Everyone gets a chance to chomp the scenery in "Who's Afraid of Edward Albee?" Michael Kearns' original drama at Glaxa professes to examine the gay subtexts in "Who's Afraid of Virginia Woolf?" However, somewhere along its careening route, the play veers, intentionally or not, into parody. Whatever Kearns' dramatic intent, this sprawling exercise in excess is consistently fascinating, as watchable as a train wreck and as feverishly histrionic as a Joan Crawford film festival.
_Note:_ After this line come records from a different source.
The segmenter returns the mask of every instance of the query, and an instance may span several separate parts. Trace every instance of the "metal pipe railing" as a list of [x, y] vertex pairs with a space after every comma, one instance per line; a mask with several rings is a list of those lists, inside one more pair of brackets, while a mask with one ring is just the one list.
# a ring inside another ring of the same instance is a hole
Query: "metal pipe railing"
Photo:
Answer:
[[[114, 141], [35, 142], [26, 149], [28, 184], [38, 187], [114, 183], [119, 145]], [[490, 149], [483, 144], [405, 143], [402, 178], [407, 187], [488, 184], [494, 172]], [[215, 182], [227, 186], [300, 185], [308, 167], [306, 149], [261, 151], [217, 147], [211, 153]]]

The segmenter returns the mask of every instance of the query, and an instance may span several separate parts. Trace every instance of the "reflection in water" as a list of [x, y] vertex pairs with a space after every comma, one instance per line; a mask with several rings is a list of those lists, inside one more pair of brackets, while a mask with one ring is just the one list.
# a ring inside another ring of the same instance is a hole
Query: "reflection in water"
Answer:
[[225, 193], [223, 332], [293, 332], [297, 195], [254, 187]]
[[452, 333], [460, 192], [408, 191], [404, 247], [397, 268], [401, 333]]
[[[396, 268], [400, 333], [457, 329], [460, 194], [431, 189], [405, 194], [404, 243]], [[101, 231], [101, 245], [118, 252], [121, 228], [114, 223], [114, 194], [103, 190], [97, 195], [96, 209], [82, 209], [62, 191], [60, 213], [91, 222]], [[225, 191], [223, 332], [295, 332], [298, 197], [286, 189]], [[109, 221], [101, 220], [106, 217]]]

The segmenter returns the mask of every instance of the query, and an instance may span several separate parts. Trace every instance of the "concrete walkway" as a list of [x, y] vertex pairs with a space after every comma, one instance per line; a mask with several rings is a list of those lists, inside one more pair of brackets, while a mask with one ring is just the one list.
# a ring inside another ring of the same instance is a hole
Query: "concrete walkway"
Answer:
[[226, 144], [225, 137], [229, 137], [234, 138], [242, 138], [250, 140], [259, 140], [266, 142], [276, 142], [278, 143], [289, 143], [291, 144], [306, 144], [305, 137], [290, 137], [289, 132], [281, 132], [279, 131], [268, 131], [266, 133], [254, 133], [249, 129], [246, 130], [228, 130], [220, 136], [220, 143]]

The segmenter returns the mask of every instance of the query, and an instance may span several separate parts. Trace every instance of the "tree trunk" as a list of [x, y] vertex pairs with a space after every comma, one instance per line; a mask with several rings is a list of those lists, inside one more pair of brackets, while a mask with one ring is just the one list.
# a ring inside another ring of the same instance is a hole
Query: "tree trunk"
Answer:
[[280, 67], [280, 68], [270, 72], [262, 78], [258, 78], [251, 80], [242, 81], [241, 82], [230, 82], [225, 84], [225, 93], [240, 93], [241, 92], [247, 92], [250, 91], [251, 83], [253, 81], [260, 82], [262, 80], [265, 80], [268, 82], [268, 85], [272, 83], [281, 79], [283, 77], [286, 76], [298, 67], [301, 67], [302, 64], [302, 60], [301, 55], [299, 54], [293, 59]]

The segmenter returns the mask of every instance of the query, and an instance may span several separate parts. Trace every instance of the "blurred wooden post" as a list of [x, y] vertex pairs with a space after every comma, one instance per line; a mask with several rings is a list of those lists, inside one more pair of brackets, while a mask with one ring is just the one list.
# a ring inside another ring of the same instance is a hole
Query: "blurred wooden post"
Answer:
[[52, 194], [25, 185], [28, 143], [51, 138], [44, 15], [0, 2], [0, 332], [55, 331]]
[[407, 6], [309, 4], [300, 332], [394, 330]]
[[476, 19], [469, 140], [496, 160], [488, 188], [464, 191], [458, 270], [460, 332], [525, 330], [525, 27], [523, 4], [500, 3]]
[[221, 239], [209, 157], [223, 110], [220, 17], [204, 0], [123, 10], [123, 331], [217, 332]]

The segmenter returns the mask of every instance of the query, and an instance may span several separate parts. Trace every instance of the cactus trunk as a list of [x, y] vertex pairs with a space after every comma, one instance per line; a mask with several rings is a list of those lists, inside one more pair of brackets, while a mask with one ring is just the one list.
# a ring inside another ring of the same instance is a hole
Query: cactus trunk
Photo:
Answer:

An underground controversy has long raged over whether Albee intended his famously vitriolic drama as a drag piece for four male performers. For years, Albee has denied such rumors--and refused requests to allow his work to be performed by an all-male cast.
Kearns dodges the legal issues by setting his play backstage in a small Hollywood theater, midway through the run of an all-male version of Albee's classic.
Martha (Scott Utley) despises his recently deceased mother, an abusive wanton who sparked her son's contempt--and possibly his murderous rage. Soap star Nick (Dean Howell) uses his machismo as a smoke screen to conceal his true sexuality. Vulnerable Honey (Noel Alumit) is having an affair with the ostensibly straight Nick. And the kindly George (Rob Sullivan), a happily married daddy-to-be, may have a shocking surprise in store.
Kearns' characters are intended to mirror Albee's, but, in Mark Bringelson's sketchy staging, Kearns' replicants are a far cry from the originals. Instead of a passive sadist, George is a cipher, avuncular and null. And Martha is a stereotype whose psychological games are more therapeutic than destructive. But, despite its flaws, the play addresses profound issues of gay self-loathing and loneliness. And when Martha flounces on, in full leather regalia, we roar at the sheer audacity.